Many people don’t know what it is like to live with Myasthenia Gravis because it is a rare disease. I’d like to shed some light into my life.
Since Myasthenia Gravis affects my muscles, I am often weak. Most often my symptoms begin with my eyes. Almost all of the time, my right eyelid droops. To people who don’t know me it may not be noticeable, but it is to me and my family and friends. It becomes noticeable if my symptoms worsen and there’s nothing that I can do about it. I then begin to feel like my forehead is drooping. You can’t see that, but it’s a pretty awful feeling. My speech can get slurred and I sound like I’m drunk. My head feels heavy, too heavy for my neck to hold it up.

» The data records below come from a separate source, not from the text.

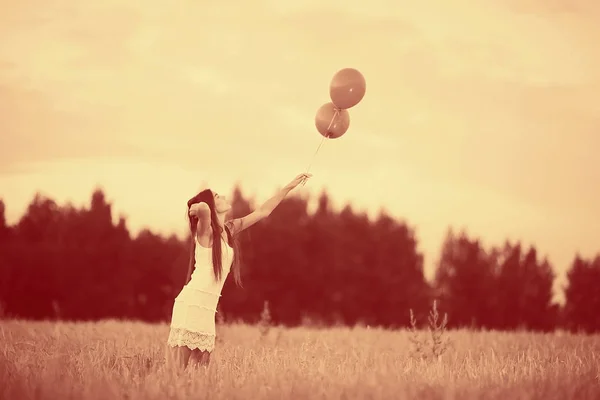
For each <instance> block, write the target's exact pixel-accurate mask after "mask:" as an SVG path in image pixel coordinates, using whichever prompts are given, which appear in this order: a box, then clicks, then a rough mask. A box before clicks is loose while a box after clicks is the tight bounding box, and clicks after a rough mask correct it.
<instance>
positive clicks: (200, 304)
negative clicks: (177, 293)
mask: <svg viewBox="0 0 600 400" xmlns="http://www.w3.org/2000/svg"><path fill="white" fill-rule="evenodd" d="M194 240H195V241H196V252H195V256H196V264H195V269H194V272H193V273H192V276H191V279H190V281H189V282H188V283H187V284H186V285H185V286H184V287H183V289H181V292H179V295H177V297H176V298H175V303H174V305H173V314H172V317H171V330H170V332H169V339H168V340H167V344H168V345H169V346H171V347H176V346H182V347H183V346H187V347H188V348H190V349H191V350H194V349H198V350H201V351H208V352H212V351H213V350H214V348H215V337H216V332H215V315H216V314H215V313H216V312H217V305H218V303H219V299H220V297H221V291H222V289H223V285H224V283H225V280H226V279H227V276H228V275H229V271H230V269H231V262H232V261H233V253H234V252H233V249H232V248H231V247H229V246H228V245H227V244H226V243H225V242H224V241H222V242H221V248H222V260H223V262H222V266H223V271H222V274H221V280H220V281H217V280H216V278H215V275H214V271H213V266H212V248H207V247H202V246H201V245H200V243H198V239H197V238H194Z"/></svg>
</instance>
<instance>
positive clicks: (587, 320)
mask: <svg viewBox="0 0 600 400" xmlns="http://www.w3.org/2000/svg"><path fill="white" fill-rule="evenodd" d="M183 204H185V203H183ZM232 206H233V209H232V213H231V217H234V218H236V217H239V216H243V215H245V214H247V213H249V212H250V211H251V209H252V205H251V203H250V201H249V200H247V199H245V198H244V196H243V194H242V192H241V190H240V188H239V187H237V188H235V189H234V191H233V196H232ZM308 208H309V207H308V199H307V198H300V197H297V196H291V197H288V198H286V199H285V200H284V201H283V202H282V203H281V205H280V206H279V207H278V208H277V209H276V210H275V211H274V212H273V213H272V214H271V216H270V217H269V218H268V219H266V220H263V221H262V222H260V223H258V224H257V225H255V226H253V227H252V228H250V229H248V230H246V231H244V232H242V234H241V235H240V248H241V253H242V266H243V270H242V280H243V285H244V286H243V288H238V287H236V286H235V283H234V282H233V279H228V280H227V282H226V284H225V287H224V288H223V297H222V298H221V301H220V305H219V315H220V317H221V318H223V317H224V318H225V320H237V321H244V322H247V323H255V322H257V321H258V320H259V318H260V313H261V311H262V309H263V305H264V303H265V301H268V302H269V305H270V313H271V318H272V320H273V321H274V322H275V323H279V324H282V325H286V326H296V325H301V324H307V323H311V324H319V325H321V326H330V325H334V324H337V325H339V324H341V325H350V326H353V325H356V324H364V325H370V326H381V327H386V328H399V327H404V326H407V325H408V324H409V310H411V309H412V310H413V311H414V313H415V315H416V317H417V319H421V320H424V319H425V317H426V316H427V313H428V310H429V308H430V306H431V302H432V301H433V300H437V301H438V308H439V309H440V311H442V312H446V313H448V316H449V323H448V325H449V327H454V328H459V327H468V328H473V329H495V330H515V329H527V330H535V331H552V330H554V329H557V328H561V329H567V330H571V331H579V332H595V331H599V330H600V314H598V313H597V310H598V309H599V308H600V307H599V306H600V290H598V289H597V288H598V287H600V256H598V257H596V258H595V259H593V260H586V259H583V258H581V257H580V256H579V255H575V257H574V259H573V262H572V265H571V266H570V269H569V272H568V275H567V280H568V284H567V286H566V288H565V299H566V302H565V304H564V305H563V306H559V305H557V304H554V303H553V301H552V298H553V296H552V286H553V282H554V279H555V274H554V272H553V267H552V265H551V264H550V262H549V260H547V259H546V258H543V257H540V255H539V254H538V252H537V251H536V249H535V248H534V247H529V248H525V247H523V246H522V245H521V244H520V243H518V242H516V243H511V242H509V241H507V242H506V243H505V244H503V245H502V246H499V247H492V248H489V249H486V248H484V247H483V246H482V245H481V244H480V242H479V240H478V239H476V238H472V237H469V236H468V235H467V234H466V233H465V232H460V233H455V232H453V231H452V230H449V231H448V234H447V237H446V239H445V241H444V243H443V246H442V250H441V254H440V256H439V260H438V263H437V270H436V275H435V279H434V281H433V282H431V283H430V282H427V280H426V279H425V277H424V274H423V255H422V254H421V253H420V252H419V251H418V250H417V247H418V246H417V245H418V243H417V239H416V238H415V230H414V228H412V227H410V226H408V225H407V224H406V223H405V222H400V221H398V220H395V219H394V218H392V217H391V216H389V215H388V214H386V213H385V212H381V213H380V214H379V215H378V216H377V217H376V218H369V217H368V216H367V215H366V214H365V213H361V212H357V211H355V210H353V209H352V207H351V205H347V206H345V207H344V208H343V209H342V210H341V211H334V210H333V209H332V207H331V206H330V202H329V197H328V195H327V194H326V193H322V194H321V195H320V197H319V198H318V207H317V208H316V210H315V211H314V212H309V210H308ZM189 241H190V238H189V237H187V238H184V239H180V238H178V237H177V236H175V235H171V236H168V237H166V236H161V235H159V234H156V233H153V232H151V231H150V230H143V231H141V232H140V233H139V234H137V235H136V236H133V235H132V234H131V233H130V232H129V230H128V228H127V224H126V219H125V218H124V217H121V218H120V219H119V221H118V223H116V224H115V223H113V215H112V205H111V204H110V203H108V202H107V201H106V198H105V195H104V193H103V191H102V190H100V189H97V190H96V191H94V193H93V194H92V196H91V201H90V204H89V206H87V207H83V208H76V207H74V206H73V205H71V204H66V205H63V206H59V205H58V204H57V203H56V202H55V201H53V200H52V199H50V198H47V197H44V196H41V195H39V194H38V195H36V196H35V197H34V199H33V200H32V202H31V203H30V204H29V206H28V208H27V210H26V212H25V213H24V215H23V216H22V217H21V219H20V220H19V221H18V222H17V223H16V224H14V225H13V226H9V225H8V224H7V223H6V218H5V205H4V203H3V202H2V201H0V316H4V317H12V318H25V319H66V320H98V319H106V318H116V319H136V320H143V321H148V322H161V321H168V320H169V319H170V316H171V308H172V305H173V299H174V298H175V296H176V295H177V294H178V293H179V291H180V290H181V288H182V286H183V284H184V281H185V277H186V270H187V262H188V254H189V244H190V242H189Z"/></svg>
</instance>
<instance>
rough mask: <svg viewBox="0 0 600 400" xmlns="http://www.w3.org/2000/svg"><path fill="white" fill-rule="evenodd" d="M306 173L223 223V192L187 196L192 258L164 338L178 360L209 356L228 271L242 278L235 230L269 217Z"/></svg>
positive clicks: (225, 211) (224, 205)
mask: <svg viewBox="0 0 600 400" xmlns="http://www.w3.org/2000/svg"><path fill="white" fill-rule="evenodd" d="M310 177H311V175H310V174H300V175H298V176H297V177H296V178H295V179H294V180H292V181H291V182H290V183H289V184H287V185H286V186H285V187H284V188H283V189H282V190H280V191H279V192H278V193H277V194H276V195H275V196H273V197H272V198H270V199H269V200H267V201H266V202H265V203H264V204H263V205H262V206H260V207H258V208H257V209H256V210H255V211H254V212H252V213H250V214H248V215H246V216H245V217H242V218H238V219H233V220H230V221H228V222H227V223H225V216H226V214H227V213H228V212H229V211H230V210H231V205H230V204H229V202H228V201H227V199H225V198H224V197H222V196H219V195H218V194H217V193H214V192H212V191H211V190H210V189H207V190H204V191H202V192H200V193H198V194H197V195H196V196H194V197H192V198H191V199H190V200H188V203H187V205H188V220H189V226H190V231H191V234H192V245H191V251H190V264H189V268H188V275H187V279H186V284H185V286H184V287H183V289H182V290H181V292H180V293H179V295H178V296H177V297H176V298H175V303H174V305H173V314H172V317H171V330H170V333H169V338H168V340H167V344H168V346H169V347H170V348H171V356H172V357H173V358H174V359H175V360H178V363H179V364H180V366H182V367H183V368H186V367H187V366H188V365H192V366H197V365H208V363H209V362H210V354H211V352H212V351H213V350H214V347H215V337H216V334H215V313H216V309H217V304H218V302H219V298H220V297H221V290H222V289H223V285H224V283H225V279H226V278H227V276H228V275H229V272H230V271H233V275H234V279H235V281H236V283H237V284H238V286H239V285H240V284H241V280H240V265H239V262H238V260H239V254H238V251H237V245H236V236H237V235H238V234H239V233H240V232H241V231H243V230H244V229H247V228H249V227H251V226H252V225H254V224H255V223H257V222H258V221H260V220H262V219H264V218H266V217H268V216H269V215H270V214H271V213H272V212H273V210H274V209H275V208H276V207H277V206H278V205H279V203H281V201H282V200H283V199H284V198H285V196H287V194H288V193H289V192H290V191H291V190H292V189H294V188H295V187H296V186H298V185H300V184H304V183H305V182H306V180H307V179H308V178H310ZM223 243H224V245H223Z"/></svg>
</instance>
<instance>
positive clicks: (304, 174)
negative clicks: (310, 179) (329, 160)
mask: <svg viewBox="0 0 600 400" xmlns="http://www.w3.org/2000/svg"><path fill="white" fill-rule="evenodd" d="M311 176H312V174H308V173H302V174H300V175H298V176H297V177H295V178H294V180H292V181H291V182H290V183H288V185H287V186H288V188H290V190H292V189H294V188H295V187H296V186H298V185H302V186H304V185H305V184H306V181H307V180H308V179H309V178H310V177H311Z"/></svg>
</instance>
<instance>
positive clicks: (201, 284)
mask: <svg viewBox="0 0 600 400" xmlns="http://www.w3.org/2000/svg"><path fill="white" fill-rule="evenodd" d="M194 240H195V241H196V250H195V253H194V255H195V264H194V272H192V276H191V279H190V281H189V283H188V284H187V285H186V286H189V287H191V288H193V289H196V290H200V291H204V292H208V293H211V294H214V295H218V296H220V295H221V290H222V289H223V285H224V284H225V279H227V276H228V275H229V271H230V270H231V262H232V261H233V255H234V251H233V249H232V248H231V247H229V246H228V245H227V244H225V243H222V244H221V252H222V268H223V270H222V272H221V280H219V281H217V279H216V277H215V273H214V270H213V266H212V248H211V247H204V246H202V245H201V244H200V243H199V241H198V238H195V239H194Z"/></svg>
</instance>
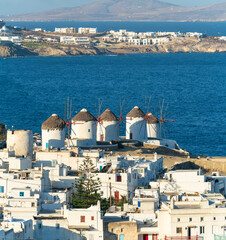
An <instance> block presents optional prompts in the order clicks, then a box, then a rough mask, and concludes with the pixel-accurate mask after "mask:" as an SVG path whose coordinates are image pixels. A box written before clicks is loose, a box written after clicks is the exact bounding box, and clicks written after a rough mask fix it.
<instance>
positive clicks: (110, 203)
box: [109, 182, 112, 207]
mask: <svg viewBox="0 0 226 240" xmlns="http://www.w3.org/2000/svg"><path fill="white" fill-rule="evenodd" d="M109 188H110V207H111V204H112V202H111V182H110V184H109Z"/></svg>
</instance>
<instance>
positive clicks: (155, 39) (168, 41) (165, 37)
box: [152, 37, 170, 44]
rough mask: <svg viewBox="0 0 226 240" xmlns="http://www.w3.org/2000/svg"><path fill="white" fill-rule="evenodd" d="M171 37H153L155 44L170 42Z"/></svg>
mask: <svg viewBox="0 0 226 240" xmlns="http://www.w3.org/2000/svg"><path fill="white" fill-rule="evenodd" d="M169 41H170V39H169V38H166V37H164V38H163V37H162V38H152V43H153V44H160V43H166V42H169Z"/></svg>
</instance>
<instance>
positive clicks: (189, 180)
mask: <svg viewBox="0 0 226 240" xmlns="http://www.w3.org/2000/svg"><path fill="white" fill-rule="evenodd" d="M165 178H166V179H168V180H169V181H170V182H174V183H175V184H176V188H177V189H176V190H177V191H179V192H199V193H205V192H210V193H213V192H214V191H215V185H216V184H217V185H222V187H223V188H224V183H223V182H220V181H217V182H215V181H214V180H212V179H211V178H210V177H209V178H208V177H207V176H205V175H202V171H201V170H175V171H169V172H167V173H166V174H165ZM165 184H166V186H165ZM165 184H164V182H162V183H160V190H161V188H167V183H165ZM219 189H221V188H219Z"/></svg>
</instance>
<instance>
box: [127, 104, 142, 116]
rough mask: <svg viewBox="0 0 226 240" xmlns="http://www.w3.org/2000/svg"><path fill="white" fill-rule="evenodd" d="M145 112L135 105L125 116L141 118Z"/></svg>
mask: <svg viewBox="0 0 226 240" xmlns="http://www.w3.org/2000/svg"><path fill="white" fill-rule="evenodd" d="M144 116H145V114H144V112H143V111H142V110H141V109H140V108H139V107H137V106H135V107H134V108H133V109H132V110H131V111H130V112H129V113H128V114H127V115H126V117H131V118H141V117H144Z"/></svg>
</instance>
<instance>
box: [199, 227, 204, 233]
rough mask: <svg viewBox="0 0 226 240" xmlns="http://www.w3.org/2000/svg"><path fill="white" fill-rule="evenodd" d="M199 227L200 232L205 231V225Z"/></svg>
mask: <svg viewBox="0 0 226 240" xmlns="http://www.w3.org/2000/svg"><path fill="white" fill-rule="evenodd" d="M199 229H200V234H203V233H205V227H204V226H200V227H199Z"/></svg>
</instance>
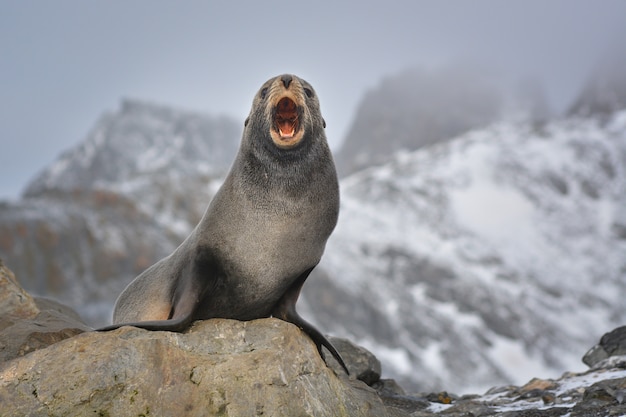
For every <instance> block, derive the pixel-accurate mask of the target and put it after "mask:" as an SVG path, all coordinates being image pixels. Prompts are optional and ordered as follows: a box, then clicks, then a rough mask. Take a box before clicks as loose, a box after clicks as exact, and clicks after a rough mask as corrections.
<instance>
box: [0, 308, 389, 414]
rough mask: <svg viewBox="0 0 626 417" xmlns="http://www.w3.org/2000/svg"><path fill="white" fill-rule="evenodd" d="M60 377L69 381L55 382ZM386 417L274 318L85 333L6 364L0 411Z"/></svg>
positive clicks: (291, 329) (47, 412)
mask: <svg viewBox="0 0 626 417" xmlns="http://www.w3.org/2000/svg"><path fill="white" fill-rule="evenodd" d="M59 375H63V378H59ZM8 413H17V414H20V415H22V414H23V415H34V414H45V415H48V414H49V415H71V416H74V415H76V416H83V415H93V414H95V415H112V416H113V415H141V414H142V413H143V414H146V415H147V414H153V415H185V416H206V415H228V416H252V415H271V416H341V415H345V416H385V415H387V413H386V410H385V408H384V406H383V404H382V402H381V401H380V399H379V398H378V396H377V395H376V393H375V391H374V390H372V389H371V388H369V387H367V386H366V385H365V384H364V383H362V382H360V381H354V380H348V379H347V378H340V377H337V376H336V375H335V374H334V373H333V371H332V370H331V369H329V368H328V367H327V366H326V364H325V363H324V362H323V361H322V359H321V358H320V356H319V354H318V353H317V351H316V348H315V345H314V344H313V342H312V341H311V340H309V339H308V337H307V336H306V335H305V334H304V333H302V332H301V331H300V330H299V329H298V328H297V327H295V326H293V325H291V324H289V323H286V322H283V321H281V320H278V319H262V320H255V321H250V322H239V321H233V320H225V319H214V320H206V321H203V322H198V323H196V325H195V326H193V327H192V328H191V329H190V330H189V331H188V332H186V333H183V334H181V333H171V332H150V331H146V330H142V329H137V328H132V327H125V328H122V329H119V330H117V331H114V332H107V333H97V332H90V333H83V334H80V335H78V336H75V337H73V338H71V339H68V340H64V341H62V342H59V343H56V344H54V345H52V346H49V347H48V348H46V349H41V350H38V351H36V352H33V353H31V354H29V355H26V356H25V357H23V358H18V359H15V360H12V361H9V362H7V363H5V364H3V365H0V415H5V414H8Z"/></svg>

If I get worse, my arms and legs then begin to feel very heavy. I often feel that I can’t move, especially walk. This doesn’t scare me any more, but it annoys me. I get very frustrated because I feel like I’m stuck in one place. I do have a scooter to use so if I feel strong enough, I can use it.
The worst symptoms for me is feeling like my throat is closing up. When I am extremely weak, this happens suddenly. This scares me a lot. It makes me feel like I’m choking. This will also happen for no reason in the middle of the night. I have to either get up myself or if I’m too weak, have my husband get some food (if I can swallow it) and my Mestinon. I also have trouble swallowing food sometimes and issues with breathing, especially when I move around a lot.
When I have a flare up, these symptoms are more constant, but on normal days, they do not happen very often. Being in the heat, getting stressed, being around chemical odors (even cleaning supplies) and just doing too much physically can set the symptoms off.
Life with Myasthenia Gravis, is not too bad because I know that most of the time my medication can control my symptoms. It may take some time for it to work, but it does work. If I need to have my medication dose changed, I can call my neurologist or go see him.
I haven’t been to the ER because of MG symptoms, also called a crisis, in years. I am grateful for what I am able to do and how my life is going right now.